EDD Suspends 345,000 Suspected Fraudulent SDI Claims

The Employment Development Department just announced that it suspended account activity for approximately 27,000 suspicious medical provider registrants and 345,000 claims associated with those providers or other suspicious activity.

While the majority of these providers and claims were likely fraud attempts, the Department has partnered with state regulators and medical provider organizations to coordinate the verification process to clear any legitimate claims as quickly as possible. This is EDD’s top priority. That includes working to contact all claimants who have had their claim held up in this identity theft scam.

Purported medical providers must complete further identity verification with ID.me to potentially certify any disability claims. These personalized requests for medical provider verification through ID.me only come from an official EDD email address ending in @edd.ca.gov.
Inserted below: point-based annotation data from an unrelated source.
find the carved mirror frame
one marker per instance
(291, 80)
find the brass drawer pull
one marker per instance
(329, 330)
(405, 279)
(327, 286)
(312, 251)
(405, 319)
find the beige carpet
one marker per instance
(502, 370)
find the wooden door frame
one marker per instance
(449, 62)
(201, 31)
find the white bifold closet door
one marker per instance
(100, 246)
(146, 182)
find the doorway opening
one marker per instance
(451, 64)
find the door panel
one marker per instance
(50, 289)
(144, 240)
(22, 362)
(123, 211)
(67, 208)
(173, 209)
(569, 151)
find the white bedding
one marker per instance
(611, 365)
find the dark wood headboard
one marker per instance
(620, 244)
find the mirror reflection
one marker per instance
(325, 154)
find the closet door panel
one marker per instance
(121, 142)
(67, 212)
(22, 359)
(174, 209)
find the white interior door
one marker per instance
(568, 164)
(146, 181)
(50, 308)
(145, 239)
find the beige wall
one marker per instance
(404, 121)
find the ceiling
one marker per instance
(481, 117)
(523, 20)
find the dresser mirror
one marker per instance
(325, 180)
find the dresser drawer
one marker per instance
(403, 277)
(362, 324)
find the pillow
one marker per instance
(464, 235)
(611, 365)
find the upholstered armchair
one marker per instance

Medical providers who receive emails with information about how to verify identity through ID.me should carefully confirm the sender’s @edd.ca.gov email address.

Scammers attempt to impersonate government agencies in an attempt to trick people into clicking fake links. Such scam efforts are unfortunately common and slow verification and payment for legitimate claimants and providers.

Californians should safeguard financial and personal information online and elsewhere and remain vigilant to guard against identity theft.

Those who receive communications from EDD regarding a medical provider online account being created in the DI system, or an application for public benefits (such as disability or unemployment insurance) and believe someone filed the claim falsely, should file a fraud report by visiting Ask EDD and selecting the Report Fraud category to complete the Fraud Reporting Form.

Identity theft victims may also want to file an identity theft report with the Federal Trade Commission (FTC). EDD continues to enhance and update information on the Help Fight Fraud webpage.

EDD took action in recent weeks to clamp down on a new disability insurance (DI) identity theft scam involving suspected organized criminal elements filing false DI claims using stolen credentials of individuals and medical or health providers. Disability insurance claimants have continued to receive payments if they were not associated with the recent scam attempts.